The consensus when I asked this question on Twitter was that Tripathi deserved to be publicly shamed and his identity revealed because he had caused panic during a critical moment, when people were already afraid for their lives and their safety:
Does the punishment fit the alleged crime?
That would seem to qualify as shouting fire, but is Twitter really a crowded theater? And did the few tweets that Tripathi posted really cause panic? For someone whose family members were in the Coney Island Hospital, perhaps — but how many people who fit that criteria would have even seen his tweets? Another complicating factor is the role of Twitter itself: if it is already monitoring and blocking tweets for the German government and others, what responsibility does it bear for transmitting fake news that may be causing public panic? And what duty do other users who retweeted it have?
Sociologist Danah Boyd wrote recently about the unmasking of the Reddit troll known as Violentacrez for his behavior on the site, which consisted of posting and encouraging others to post photos of young women — and in some cases children — without their consent. As she describes in her piece, there are a host of questions raised by this phenomenon: Who decides whether someone should be publicly shamed or not? How do we respond when that impulse becomes a lynch mob, or identifies the wrong person, as happened with the alleged tormentor of bullying victim Amanda Todd?

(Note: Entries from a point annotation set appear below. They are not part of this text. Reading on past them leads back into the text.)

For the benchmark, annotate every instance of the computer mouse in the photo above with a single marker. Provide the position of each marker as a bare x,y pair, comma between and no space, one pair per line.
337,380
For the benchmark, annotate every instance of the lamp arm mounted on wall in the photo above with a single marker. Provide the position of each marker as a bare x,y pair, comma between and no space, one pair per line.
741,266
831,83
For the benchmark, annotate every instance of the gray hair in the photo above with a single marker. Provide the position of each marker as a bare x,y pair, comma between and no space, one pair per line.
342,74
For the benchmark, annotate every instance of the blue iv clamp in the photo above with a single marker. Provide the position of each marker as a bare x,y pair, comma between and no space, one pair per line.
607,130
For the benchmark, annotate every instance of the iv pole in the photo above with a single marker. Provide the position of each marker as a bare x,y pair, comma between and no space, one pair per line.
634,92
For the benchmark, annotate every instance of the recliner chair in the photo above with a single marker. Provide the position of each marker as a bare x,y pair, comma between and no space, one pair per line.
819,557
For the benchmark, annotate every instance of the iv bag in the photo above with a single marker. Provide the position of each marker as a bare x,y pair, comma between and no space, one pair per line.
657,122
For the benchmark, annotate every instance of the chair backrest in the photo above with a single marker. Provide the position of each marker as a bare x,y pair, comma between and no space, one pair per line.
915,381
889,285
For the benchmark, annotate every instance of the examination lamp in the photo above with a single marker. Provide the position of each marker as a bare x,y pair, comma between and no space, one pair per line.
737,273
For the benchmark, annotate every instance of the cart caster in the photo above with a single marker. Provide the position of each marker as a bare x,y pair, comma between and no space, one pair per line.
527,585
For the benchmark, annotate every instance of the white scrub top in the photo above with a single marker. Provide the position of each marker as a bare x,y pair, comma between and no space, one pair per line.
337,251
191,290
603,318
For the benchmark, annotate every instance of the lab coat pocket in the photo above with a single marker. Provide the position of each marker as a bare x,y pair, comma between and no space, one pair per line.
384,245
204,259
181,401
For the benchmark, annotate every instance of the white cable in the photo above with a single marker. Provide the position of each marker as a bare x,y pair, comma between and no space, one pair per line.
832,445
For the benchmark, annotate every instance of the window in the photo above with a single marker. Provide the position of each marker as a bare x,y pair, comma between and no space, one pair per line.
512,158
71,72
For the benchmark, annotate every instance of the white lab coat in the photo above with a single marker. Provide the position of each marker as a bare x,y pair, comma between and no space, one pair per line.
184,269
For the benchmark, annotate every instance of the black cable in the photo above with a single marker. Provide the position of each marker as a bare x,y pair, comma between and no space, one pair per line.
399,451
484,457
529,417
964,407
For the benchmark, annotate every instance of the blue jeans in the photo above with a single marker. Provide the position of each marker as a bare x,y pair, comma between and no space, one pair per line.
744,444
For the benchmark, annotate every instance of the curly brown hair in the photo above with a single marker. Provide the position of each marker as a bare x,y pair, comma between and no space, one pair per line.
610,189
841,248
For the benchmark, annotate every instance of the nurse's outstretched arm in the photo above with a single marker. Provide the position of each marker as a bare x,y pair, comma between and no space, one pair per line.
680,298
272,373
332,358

“More often than not, those who use these tools do so when they feel they’re on the right side of justice. They’re either shining a spotlight to make a point or to shame someone into what they perceive to be socially acceptable behavior. But each act of outing has consequences for the people being outed, even if we do not like them or what they’ve done.”
The most popular response in the case of Tripathi is that he deserves everything he gets because he was “being a dick,” as more than one person described it. But does that still hold if he loses his job, or his family (assuming he has one) or is charged with a crime and becomes unemployable? What if he becomes depressed and jumps off a bridge? Pursuing and “doxxing” (i.e. forcibly revealing someone’s real identity) could be seen as a form of harassment and bullying itself — so when is that equivalent to or worse than the alleged offence that the anonymous person committed?
As Boyd points out, the more we become a networked society and live a large chunk of our lives online, the more we will run into these kinds of dilemmas. Each one becomes a kind of slippery-slope problem, where drawing the line between appropriate and inappropriate behavior becomes harder, and the risk of lynch-mob type activity becomes greater. And in some cases, the penalty could turn out to be severe.